I love men.  I love many men, all at once or sometime one by one.  Mind you I'll fall for a girl just the same.  I'm all about the person all in all.

Why, why, why do I find my self so easily smitten with men.  All right I'll get to the point, I just had a wonderful dinner with a wonderful person.  Actually a rather cute boy, who is sweet, and has a wonderful smile, a gentleman.  I like his thoughts, his view on the world, on people, in general.  He is good at listening and is interested.  So I'm smitten, I want to know everything about him, it's an addiction.  A uncontrollable desire towards a person.  You know how you can regret not doing something, well I would rather regret doing something then never knowing.  Life is to short not to just go for it.  But this leaves me not wanting to control my desires.  When I like a person, I want a person.  This should so stop, because the person tends to have a girlfriend, or no desires to share.  

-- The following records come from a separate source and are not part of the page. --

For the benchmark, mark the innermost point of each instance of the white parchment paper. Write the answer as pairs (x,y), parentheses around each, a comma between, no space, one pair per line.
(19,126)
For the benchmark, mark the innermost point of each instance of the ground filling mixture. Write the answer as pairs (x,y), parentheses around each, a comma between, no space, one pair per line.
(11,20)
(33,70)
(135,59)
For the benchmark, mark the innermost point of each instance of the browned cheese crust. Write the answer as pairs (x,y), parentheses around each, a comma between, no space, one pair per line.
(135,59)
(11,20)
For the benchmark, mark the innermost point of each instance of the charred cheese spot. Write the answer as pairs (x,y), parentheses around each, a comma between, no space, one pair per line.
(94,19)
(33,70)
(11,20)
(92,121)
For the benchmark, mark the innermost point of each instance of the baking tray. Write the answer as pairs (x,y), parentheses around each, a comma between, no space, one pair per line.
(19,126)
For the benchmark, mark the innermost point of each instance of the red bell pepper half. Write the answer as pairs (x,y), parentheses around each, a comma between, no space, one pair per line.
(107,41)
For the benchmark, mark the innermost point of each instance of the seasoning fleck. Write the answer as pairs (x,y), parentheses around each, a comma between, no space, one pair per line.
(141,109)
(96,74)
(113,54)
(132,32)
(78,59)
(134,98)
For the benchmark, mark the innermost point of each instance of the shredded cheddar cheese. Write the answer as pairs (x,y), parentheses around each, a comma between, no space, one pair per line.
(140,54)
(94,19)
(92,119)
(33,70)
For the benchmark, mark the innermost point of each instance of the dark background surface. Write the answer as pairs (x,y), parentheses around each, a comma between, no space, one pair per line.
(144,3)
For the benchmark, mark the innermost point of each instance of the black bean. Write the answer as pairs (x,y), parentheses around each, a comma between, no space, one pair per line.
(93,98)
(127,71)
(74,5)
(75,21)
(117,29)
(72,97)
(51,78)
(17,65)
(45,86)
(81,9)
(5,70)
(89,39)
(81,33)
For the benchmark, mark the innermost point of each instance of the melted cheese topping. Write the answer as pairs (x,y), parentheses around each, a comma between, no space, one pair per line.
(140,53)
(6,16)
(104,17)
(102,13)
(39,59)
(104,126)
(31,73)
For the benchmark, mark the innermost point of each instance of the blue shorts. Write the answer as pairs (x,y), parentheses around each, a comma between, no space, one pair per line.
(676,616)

It isn't fare to say that I haven't had the smart talk meeting and then actually been asked on a date to lead to a relationship.  But as one could tell, it didn't lead to the ultimate goal, companionship, someone to share with my whole life with, someone to support each other.  So in my ideal world I am forever seeking my other half, my right leg.  This all leads to me clinging to anyone I click with.

Unhealthy? I don't know, but it leaves me generally disappointed.

Wednesday, May 7, 2008

So much...

Well I've turned in the last project I'm going to do this month for this semester!  Yes there happen to be more to do.  Shockingly I seem to still get the response, I don't know how you do it Mallory.  You know what is crazy, I don't know how I do it either.  In fact I didn't do it so well this semester.  I've never taken an incomplete in my life.  What at thought, incomplete, am I incomplete, by looking at me yes, but if you only knew.  I think the best way I've head it described is broke, like something that could be fixed.  Isn't it interesting that doctors are so into creating a situation, keeping someone alive, but on the up keep they don't know what to do.  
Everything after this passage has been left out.